Although legal experts say that triggering Article 50 is a prerogative power, it’s surely highly unlikely that a PM would pull the trigger on such a momentous and far-reaching decision without a vote in parliament. It would be a brave person who would go this route alone, as evidenced by the embarrassingly hasty departures of two of the most prominent Leavers, and would be almost guaranteed political suicide.
It would be far more sensible, both politically and tactically (a strengthened negotiating position), to obtain parliament’s approval first, and while James thinks that approval is more likely than not, I disagree. The longer the delay, the less chance that Brexit will happen, in my opinion. The battle may have been lost, but the war is far from over.

So just when will Article 50 be triggered and who / what party would be reckless enough to really do it? Will a pro-Brexit Conservative Leader become Prime Minister and trigger it? Will a pro-Remain Prime Minister trigger it? Will there be a General Election either in 2020 or before with a party running under a Brexit flag winning an Overall Majority and triggering it?

Or will there be delays, and “tests” and vagueness as Mr. Green suggests above, until the wind is taken out of the rudderless Leave campaign’s sails, the country breathes a collective sigh of relief, and we all move on with our lives hoping that the rest of Europe don’t tease us too much for our momentary lapse in good judgement – it is National Stand Up To Bullying Day after all.

I’ve never thought much of David Cameron, but he made the right move for the country when he delayed invoking Article 50, and in years to come he will be viewed favourably on that decision at least. Perhaps he didn't want his legacy to be breaking up the UK and the EU. Of course it was his short-sighted decision to allow a referendum which has brought about this mess in the first place.

1 comment:

James said...

I wonder which is exploring the depths faster, Sterling or the rabid left that appears to have hacked into this former sports betting blog?

Gold is up against all currencies. Surely that can't be true if only the UK is to be punished for its folly.

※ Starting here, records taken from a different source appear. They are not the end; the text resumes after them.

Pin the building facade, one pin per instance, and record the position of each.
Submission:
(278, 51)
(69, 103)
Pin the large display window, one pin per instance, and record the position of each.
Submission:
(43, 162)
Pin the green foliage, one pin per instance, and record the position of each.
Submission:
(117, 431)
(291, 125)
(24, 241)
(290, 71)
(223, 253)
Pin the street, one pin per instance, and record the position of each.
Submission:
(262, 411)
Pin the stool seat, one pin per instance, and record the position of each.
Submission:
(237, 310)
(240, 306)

Still, with my bullion holding, as Liberace once said, "I cried all the way to the bank."

If the original author of this blog is still around then I wish him well whilst he passes through his mid-life crisis.

Green All Over has turned into Red Faced All Over with the standard of research and biased use of quotes in recent weeks.

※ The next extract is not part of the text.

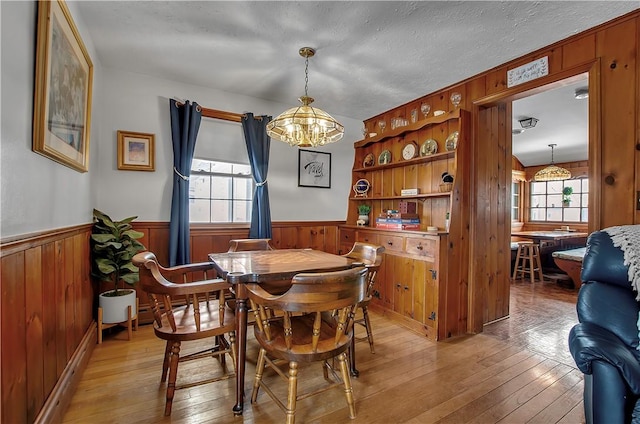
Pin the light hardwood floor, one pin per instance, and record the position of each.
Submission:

It is now very hard to keep a straight face whilst reading this blog. Stick to 'Musings on Backing, Laying, Trading, Punting, In-Running and more on the Betting Exchanges (Betfair, BETDAQ) and related items of interest in the wide world of sports investing since 2008. This is NOT a P&L blog. "' and all will return to normal.

And finally, thanks for sending all your bored readers over to my website. My viewer stats have gone through the roof!